Ron Gilbert, creator of Monkey Island and developer of DeathSpank, today delivered a keynote at the Penny Arcade Expo.

The speech covered his journey to become a game developer, then took a sharp turn to Gilbert's take on the industry today.

"The games industry [has become] just that.. an industry," said Gilbert, a slide behind him showing a set of smokestacks.

After stating that the first Monkey Island was developed by seven people for $135,000, Gilbert decried the corporate mentality behind modern big-budget development, saying: "Big companies need to be safe.

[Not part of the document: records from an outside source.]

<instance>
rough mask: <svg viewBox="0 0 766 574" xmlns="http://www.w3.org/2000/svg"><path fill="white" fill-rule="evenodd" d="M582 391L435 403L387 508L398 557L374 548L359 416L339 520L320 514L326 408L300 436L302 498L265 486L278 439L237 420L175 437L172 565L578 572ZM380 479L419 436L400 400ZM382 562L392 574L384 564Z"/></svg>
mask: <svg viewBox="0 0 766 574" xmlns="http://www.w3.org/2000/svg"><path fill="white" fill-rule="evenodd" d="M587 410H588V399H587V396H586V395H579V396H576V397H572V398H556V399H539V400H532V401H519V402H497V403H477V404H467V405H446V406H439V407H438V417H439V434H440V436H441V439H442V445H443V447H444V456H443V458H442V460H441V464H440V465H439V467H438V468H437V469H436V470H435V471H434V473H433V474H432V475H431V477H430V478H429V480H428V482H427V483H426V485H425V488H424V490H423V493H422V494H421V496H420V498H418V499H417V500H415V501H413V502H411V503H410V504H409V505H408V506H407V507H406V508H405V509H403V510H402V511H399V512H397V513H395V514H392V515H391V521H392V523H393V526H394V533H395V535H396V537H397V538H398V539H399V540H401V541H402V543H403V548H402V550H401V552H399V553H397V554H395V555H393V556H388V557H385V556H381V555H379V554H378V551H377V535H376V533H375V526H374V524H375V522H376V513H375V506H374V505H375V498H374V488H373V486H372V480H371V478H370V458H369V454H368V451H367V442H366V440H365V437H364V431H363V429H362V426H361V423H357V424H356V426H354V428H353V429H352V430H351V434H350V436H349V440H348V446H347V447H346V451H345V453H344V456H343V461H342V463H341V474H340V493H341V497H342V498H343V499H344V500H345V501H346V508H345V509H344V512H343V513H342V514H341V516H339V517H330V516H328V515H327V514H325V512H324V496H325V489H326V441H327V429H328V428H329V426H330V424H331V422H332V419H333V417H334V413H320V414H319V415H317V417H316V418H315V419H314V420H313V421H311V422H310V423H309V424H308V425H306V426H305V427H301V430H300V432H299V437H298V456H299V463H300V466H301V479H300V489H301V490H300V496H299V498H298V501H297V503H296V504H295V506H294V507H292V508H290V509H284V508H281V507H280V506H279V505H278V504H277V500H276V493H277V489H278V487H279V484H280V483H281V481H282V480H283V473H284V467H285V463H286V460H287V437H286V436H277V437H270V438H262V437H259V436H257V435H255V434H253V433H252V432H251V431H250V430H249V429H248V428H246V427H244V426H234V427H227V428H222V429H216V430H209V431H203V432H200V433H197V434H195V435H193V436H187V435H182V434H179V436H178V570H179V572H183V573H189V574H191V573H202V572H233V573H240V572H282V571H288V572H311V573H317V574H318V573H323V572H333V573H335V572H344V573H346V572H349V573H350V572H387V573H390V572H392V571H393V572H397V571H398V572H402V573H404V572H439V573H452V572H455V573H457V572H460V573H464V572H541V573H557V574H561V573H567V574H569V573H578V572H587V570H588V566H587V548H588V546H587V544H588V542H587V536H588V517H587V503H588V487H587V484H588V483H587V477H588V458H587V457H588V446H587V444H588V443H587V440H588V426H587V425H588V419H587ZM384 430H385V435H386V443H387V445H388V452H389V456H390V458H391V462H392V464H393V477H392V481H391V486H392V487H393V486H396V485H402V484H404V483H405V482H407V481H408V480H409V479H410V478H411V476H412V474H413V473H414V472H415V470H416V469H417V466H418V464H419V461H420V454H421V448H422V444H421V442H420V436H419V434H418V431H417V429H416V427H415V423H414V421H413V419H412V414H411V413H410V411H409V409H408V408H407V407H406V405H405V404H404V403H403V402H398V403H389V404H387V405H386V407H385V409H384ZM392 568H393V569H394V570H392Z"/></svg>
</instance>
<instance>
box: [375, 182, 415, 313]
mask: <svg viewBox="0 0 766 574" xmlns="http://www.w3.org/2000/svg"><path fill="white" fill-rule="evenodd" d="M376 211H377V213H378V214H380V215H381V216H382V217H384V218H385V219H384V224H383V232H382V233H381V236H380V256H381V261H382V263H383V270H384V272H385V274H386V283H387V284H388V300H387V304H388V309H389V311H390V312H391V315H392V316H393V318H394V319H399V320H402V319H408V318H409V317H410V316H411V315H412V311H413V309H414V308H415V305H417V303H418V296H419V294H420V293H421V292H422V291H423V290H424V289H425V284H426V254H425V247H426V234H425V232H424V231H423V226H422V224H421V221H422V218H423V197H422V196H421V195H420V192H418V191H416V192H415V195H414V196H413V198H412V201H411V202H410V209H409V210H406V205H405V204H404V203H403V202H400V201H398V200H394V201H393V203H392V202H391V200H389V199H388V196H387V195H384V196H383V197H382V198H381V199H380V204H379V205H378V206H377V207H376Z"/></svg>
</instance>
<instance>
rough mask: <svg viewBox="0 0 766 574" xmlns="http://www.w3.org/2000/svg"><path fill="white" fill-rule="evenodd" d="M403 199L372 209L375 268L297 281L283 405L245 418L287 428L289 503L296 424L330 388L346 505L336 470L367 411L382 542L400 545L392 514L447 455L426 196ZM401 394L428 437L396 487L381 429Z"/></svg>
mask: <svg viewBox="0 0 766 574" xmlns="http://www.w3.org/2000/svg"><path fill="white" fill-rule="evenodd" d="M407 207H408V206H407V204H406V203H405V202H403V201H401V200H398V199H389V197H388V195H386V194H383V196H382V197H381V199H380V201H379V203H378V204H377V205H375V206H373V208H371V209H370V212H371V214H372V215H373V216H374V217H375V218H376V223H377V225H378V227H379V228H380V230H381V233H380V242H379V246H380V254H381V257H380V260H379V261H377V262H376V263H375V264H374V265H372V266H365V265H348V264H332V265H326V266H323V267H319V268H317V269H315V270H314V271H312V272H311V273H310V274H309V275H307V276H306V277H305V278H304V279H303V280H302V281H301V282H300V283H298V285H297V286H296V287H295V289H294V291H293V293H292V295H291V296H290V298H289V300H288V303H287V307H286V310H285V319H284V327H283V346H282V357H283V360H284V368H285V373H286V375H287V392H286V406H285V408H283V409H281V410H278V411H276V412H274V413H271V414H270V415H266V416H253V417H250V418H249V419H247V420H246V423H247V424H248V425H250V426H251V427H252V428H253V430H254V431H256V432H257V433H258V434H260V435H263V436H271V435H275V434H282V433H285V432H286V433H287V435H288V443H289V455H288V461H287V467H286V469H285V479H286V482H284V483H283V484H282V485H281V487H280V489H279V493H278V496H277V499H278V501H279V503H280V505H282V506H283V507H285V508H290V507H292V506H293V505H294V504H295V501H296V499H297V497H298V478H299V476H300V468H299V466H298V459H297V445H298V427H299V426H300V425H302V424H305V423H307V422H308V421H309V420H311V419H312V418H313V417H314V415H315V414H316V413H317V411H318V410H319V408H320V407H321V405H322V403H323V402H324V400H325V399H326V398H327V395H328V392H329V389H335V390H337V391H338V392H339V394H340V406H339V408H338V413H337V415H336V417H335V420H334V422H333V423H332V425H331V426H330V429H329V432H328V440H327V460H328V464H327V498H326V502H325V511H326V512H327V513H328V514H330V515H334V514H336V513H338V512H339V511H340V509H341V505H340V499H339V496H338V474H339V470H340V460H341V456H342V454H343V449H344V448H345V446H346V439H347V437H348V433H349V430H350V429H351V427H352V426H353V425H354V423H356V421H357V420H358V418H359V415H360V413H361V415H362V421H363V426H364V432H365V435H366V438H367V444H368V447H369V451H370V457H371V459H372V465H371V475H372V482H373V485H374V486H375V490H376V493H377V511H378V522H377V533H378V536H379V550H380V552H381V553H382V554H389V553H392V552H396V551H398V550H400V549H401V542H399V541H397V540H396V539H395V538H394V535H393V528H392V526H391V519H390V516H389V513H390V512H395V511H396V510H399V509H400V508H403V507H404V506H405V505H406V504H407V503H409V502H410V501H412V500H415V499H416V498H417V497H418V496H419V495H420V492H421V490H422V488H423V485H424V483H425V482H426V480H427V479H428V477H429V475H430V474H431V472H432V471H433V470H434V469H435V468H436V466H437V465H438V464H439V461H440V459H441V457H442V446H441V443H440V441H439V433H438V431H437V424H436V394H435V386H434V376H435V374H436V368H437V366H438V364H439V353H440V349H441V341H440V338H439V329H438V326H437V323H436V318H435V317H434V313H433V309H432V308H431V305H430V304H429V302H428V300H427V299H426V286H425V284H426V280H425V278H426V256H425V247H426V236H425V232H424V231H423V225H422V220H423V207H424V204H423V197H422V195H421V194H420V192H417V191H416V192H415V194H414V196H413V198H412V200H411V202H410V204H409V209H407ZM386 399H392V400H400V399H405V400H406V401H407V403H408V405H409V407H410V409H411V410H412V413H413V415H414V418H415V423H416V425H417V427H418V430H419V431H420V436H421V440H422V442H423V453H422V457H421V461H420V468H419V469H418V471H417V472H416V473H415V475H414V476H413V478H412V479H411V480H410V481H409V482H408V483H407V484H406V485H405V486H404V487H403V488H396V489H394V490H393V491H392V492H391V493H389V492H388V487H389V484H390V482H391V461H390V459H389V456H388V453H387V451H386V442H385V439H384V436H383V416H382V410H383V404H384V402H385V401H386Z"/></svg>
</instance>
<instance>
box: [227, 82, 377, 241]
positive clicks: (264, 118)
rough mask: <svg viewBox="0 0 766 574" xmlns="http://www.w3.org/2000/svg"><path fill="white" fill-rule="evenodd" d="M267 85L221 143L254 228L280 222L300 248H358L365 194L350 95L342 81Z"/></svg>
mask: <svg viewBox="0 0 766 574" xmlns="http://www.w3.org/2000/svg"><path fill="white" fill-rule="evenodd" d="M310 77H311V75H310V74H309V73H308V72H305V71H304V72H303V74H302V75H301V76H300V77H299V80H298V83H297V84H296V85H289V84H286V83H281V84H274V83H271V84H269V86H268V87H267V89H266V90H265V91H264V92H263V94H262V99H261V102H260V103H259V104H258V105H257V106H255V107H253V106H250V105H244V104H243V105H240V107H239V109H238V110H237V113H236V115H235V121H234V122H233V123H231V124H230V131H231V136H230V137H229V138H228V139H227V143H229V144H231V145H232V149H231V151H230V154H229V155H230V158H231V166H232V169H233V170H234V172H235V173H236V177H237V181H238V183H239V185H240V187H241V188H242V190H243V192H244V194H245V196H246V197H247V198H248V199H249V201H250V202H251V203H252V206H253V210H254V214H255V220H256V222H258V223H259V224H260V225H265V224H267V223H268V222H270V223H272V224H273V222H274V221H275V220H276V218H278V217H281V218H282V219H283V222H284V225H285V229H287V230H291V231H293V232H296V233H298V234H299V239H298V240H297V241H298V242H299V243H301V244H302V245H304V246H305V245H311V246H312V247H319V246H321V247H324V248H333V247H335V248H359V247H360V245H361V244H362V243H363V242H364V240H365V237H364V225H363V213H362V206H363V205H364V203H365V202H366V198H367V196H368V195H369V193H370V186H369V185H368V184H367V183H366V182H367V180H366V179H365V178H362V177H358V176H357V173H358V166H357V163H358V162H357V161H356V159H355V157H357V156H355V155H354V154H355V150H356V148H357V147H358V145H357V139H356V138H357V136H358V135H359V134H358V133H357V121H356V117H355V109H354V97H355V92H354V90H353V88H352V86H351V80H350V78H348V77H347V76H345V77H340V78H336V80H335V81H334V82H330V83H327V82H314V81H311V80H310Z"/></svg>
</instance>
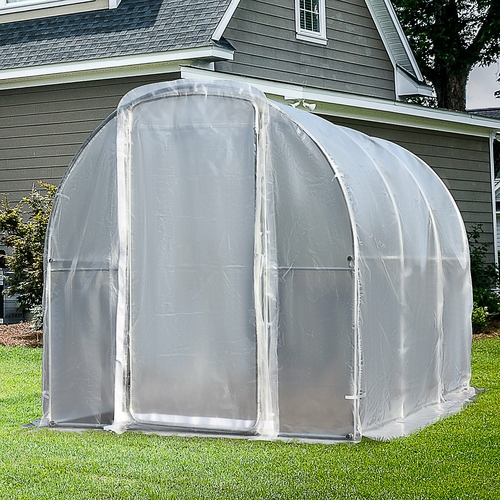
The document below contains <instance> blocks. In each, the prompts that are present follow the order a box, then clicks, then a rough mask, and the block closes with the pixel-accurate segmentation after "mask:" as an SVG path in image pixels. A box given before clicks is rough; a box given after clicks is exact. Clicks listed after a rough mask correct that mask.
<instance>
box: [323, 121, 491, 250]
mask: <svg viewBox="0 0 500 500" xmlns="http://www.w3.org/2000/svg"><path fill="white" fill-rule="evenodd" d="M325 118H326V119H328V120H329V121H331V122H333V123H335V124H337V125H344V126H347V127H351V128H353V129H356V130H359V131H361V132H364V133H365V134H368V135H371V136H374V137H380V138H382V139H387V140H389V141H392V142H395V143H396V144H399V145H400V146H403V147H404V148H406V149H408V150H409V151H411V152H412V153H414V154H416V155H417V156H418V157H420V158H421V159H422V160H424V161H425V162H426V163H427V164H428V165H430V166H431V167H432V168H433V170H434V171H435V172H436V173H437V174H438V175H439V177H440V178H441V179H442V180H443V182H444V183H445V184H446V186H447V187H448V189H449V190H450V192H451V194H452V195H453V198H454V199H455V201H456V202H457V205H458V208H459V209H460V212H461V214H462V217H463V218H464V221H465V223H466V226H467V227H469V228H470V226H471V225H473V224H482V227H483V230H484V232H485V234H484V241H488V242H490V243H493V224H494V223H495V221H494V216H493V207H492V186H491V171H490V152H489V140H488V139H487V138H482V137H471V136H466V135H460V134H450V133H446V132H435V131H430V132H428V131H425V130H422V129H413V128H405V127H399V126H392V125H383V124H379V123H369V122H360V121H356V120H351V119H345V118H332V117H325ZM490 258H493V247H492V249H491V255H490Z"/></svg>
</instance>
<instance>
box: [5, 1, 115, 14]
mask: <svg viewBox="0 0 500 500" xmlns="http://www.w3.org/2000/svg"><path fill="white" fill-rule="evenodd" d="M93 1H94V0H21V1H19V2H12V3H8V0H0V15H2V14H13V13H15V12H25V11H29V10H37V9H47V8H50V7H63V6H65V5H73V4H79V3H88V2H93ZM108 4H109V8H110V9H115V8H116V7H118V5H119V4H120V0H108Z"/></svg>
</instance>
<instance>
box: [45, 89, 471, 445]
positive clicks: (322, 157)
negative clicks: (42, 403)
mask: <svg viewBox="0 0 500 500" xmlns="http://www.w3.org/2000/svg"><path fill="white" fill-rule="evenodd" d="M45 266H46V267H45V270H46V289H45V332H46V333H45V345H44V369H43V375H44V387H43V409H44V417H43V419H42V425H51V426H55V427H72V428H76V427H91V428H105V429H110V430H115V431H116V432H123V431H125V430H127V429H142V430H148V431H155V432H171V433H182V432H185V433H201V434H216V435H226V436H228V435H236V436H248V437H254V438H261V439H289V438H298V439H308V440H324V441H336V440H341V439H344V440H345V439H347V440H354V441H358V440H359V439H360V438H361V437H362V436H368V437H371V438H376V439H390V438H393V437H396V436H403V435H407V434H408V433H410V432H412V431H414V430H416V429H419V428H422V427H424V426H425V425H428V424H429V423H431V422H434V421H435V420H437V419H439V418H442V417H444V416H446V415H448V414H451V413H454V412H457V411H459V409H460V408H461V407H462V406H463V404H464V403H465V402H467V401H468V400H470V399H471V397H473V395H474V389H473V388H471V387H470V385H469V380H470V353H471V338H472V335H471V322H470V315H471V310H472V289H471V281H470V271H469V260H468V245H467V238H466V233H465V230H464V225H463V222H462V219H461V216H460V213H459V211H458V209H457V207H456V204H455V202H454V200H453V199H452V197H451V195H450V194H449V192H448V191H447V189H446V187H445V186H444V184H443V183H442V181H441V180H440V179H439V178H438V177H437V175H436V174H435V173H434V172H433V171H432V170H431V169H430V168H429V167H428V166H427V165H426V164H425V163H424V162H423V161H421V160H420V159H419V158H417V157H416V156H414V155H413V154H411V153H409V152H408V151H406V150H405V149H403V148H401V147H399V146H397V145H395V144H392V143H389V142H386V141H383V140H380V139H374V138H370V137H368V136H366V135H363V134H361V133H359V132H356V131H354V130H350V129H347V128H343V127H338V126H335V125H333V124H331V123H329V122H328V121H326V120H323V119H321V118H319V117H318V116H315V115H313V114H311V113H307V112H305V111H300V110H298V109H295V108H293V107H291V106H283V105H280V104H277V103H274V102H272V101H269V100H268V99H267V98H266V97H265V96H264V95H263V94H262V93H261V92H260V91H258V90H256V89H254V88H252V87H249V86H246V85H244V84H240V83H238V84H235V83H229V82H220V81H219V82H196V81H190V80H180V81H176V82H170V83H161V84H154V85H148V86H145V87H140V88H138V89H135V90H134V91H132V92H130V93H129V94H127V95H126V96H125V97H124V98H123V99H122V101H121V103H120V105H119V107H118V109H117V112H116V113H115V114H113V115H112V116H111V117H110V118H109V119H108V120H107V121H106V122H104V123H103V124H102V125H101V126H100V127H99V128H98V129H97V130H96V131H95V132H94V133H93V134H92V136H91V137H90V138H89V140H88V141H87V142H86V143H85V144H84V145H83V146H82V148H81V149H80V151H79V153H78V154H77V155H76V156H75V158H74V160H73V162H72V164H71V166H70V168H69V169H68V173H67V175H66V176H65V178H64V179H63V181H62V183H61V186H60V188H59V190H58V193H57V197H56V201H55V204H54V207H53V211H52V216H51V219H50V222H49V228H48V233H47V244H46V262H45Z"/></svg>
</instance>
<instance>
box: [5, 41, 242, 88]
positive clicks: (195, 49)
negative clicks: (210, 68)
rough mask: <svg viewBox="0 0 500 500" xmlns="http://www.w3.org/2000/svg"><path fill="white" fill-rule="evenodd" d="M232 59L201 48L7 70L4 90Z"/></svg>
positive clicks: (168, 72) (66, 82)
mask: <svg viewBox="0 0 500 500" xmlns="http://www.w3.org/2000/svg"><path fill="white" fill-rule="evenodd" d="M232 59H233V51H231V50H229V49H224V48H220V47H201V48H197V49H183V50H173V51H168V52H158V53H152V54H137V55H132V56H120V57H110V58H104V59H93V60H89V61H75V62H68V63H61V64H47V65H41V66H31V67H25V68H14V69H5V70H0V90H6V89H13V88H25V87H37V86H40V85H57V84H60V83H72V82H80V81H89V80H105V79H110V78H118V77H120V78H122V77H127V76H139V75H150V74H158V73H169V72H175V71H179V67H180V65H181V64H190V63H192V62H193V61H199V60H209V61H213V60H232Z"/></svg>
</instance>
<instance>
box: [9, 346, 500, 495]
mask: <svg viewBox="0 0 500 500" xmlns="http://www.w3.org/2000/svg"><path fill="white" fill-rule="evenodd" d="M41 358H42V352H41V350H40V349H27V348H9V347H0V498H2V499H3V498H6V499H16V498H30V499H57V498H70V499H73V498H74V499H79V498H81V499H94V498H95V499H106V498H119V499H122V498H123V499H125V498H186V499H194V498H210V499H214V498H250V499H252V498H266V499H268V498H287V499H289V498H291V499H295V498H297V499H305V498H318V499H322V498H381V499H403V498H412V499H416V498H418V499H420V498H431V499H435V498H443V499H451V498H454V499H455V498H460V499H462V498H484V499H494V498H500V338H489V339H481V340H475V341H474V349H473V385H475V386H476V387H482V388H484V389H485V391H484V393H483V394H481V395H480V396H479V397H478V398H477V401H476V402H475V403H473V404H471V405H470V406H469V407H468V408H466V409H465V410H464V411H463V412H461V413H460V414H459V415H455V416H453V417H450V418H447V419H445V420H443V421H441V422H439V423H437V424H435V425H433V426H430V427H428V428H427V429H425V430H423V431H421V432H419V433H417V434H414V435H412V436H410V437H408V438H403V439H397V440H394V441H392V442H390V443H379V442H374V441H370V440H367V439H363V441H362V442H361V443H359V444H337V445H318V444H299V443H282V442H261V441H245V440H239V439H209V438H184V437H165V436H153V435H145V434H140V433H132V432H129V433H125V434H123V435H120V436H118V435H115V434H110V433H105V432H99V431H86V432H80V433H77V432H61V431H50V430H48V429H33V428H32V429H27V428H23V427H21V424H22V423H26V422H30V421H32V420H35V419H37V418H39V417H40V378H41Z"/></svg>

This is why indie games excite me."

"They have the freedom to fail."

Gilbert also took a shot at those that would question the artistic merit of the videogame medium, including film critic Roger Ebert, who once stated that the interactive and unpredictable nature of games undermines the art form.

"Games are art that is meant to be lived, not viewed," said Gilbert. "What Hollywood fails to understand is that games are an art form; they are not toys."

"The worst way to tell a story in games is by a series of cutscenes interspersed between action [scenes]," he added.

The designer predicted that massively multiplayer games like World of Warcraft and EVE Online offer a glimpse of the unique storytelling potential in videogames.

"Art will be experienced not by a single person, but by millions," he said, explaining that the emergent nature of MMOs allows for the possibility of stories to be written by those same millions.

Gilbert ended by saying that the passion of videogame fans is the real force driving videogames to become the most important artistic format since film.

"Thank you for making games important, because god knows I have no other marketable job skills," he concluded.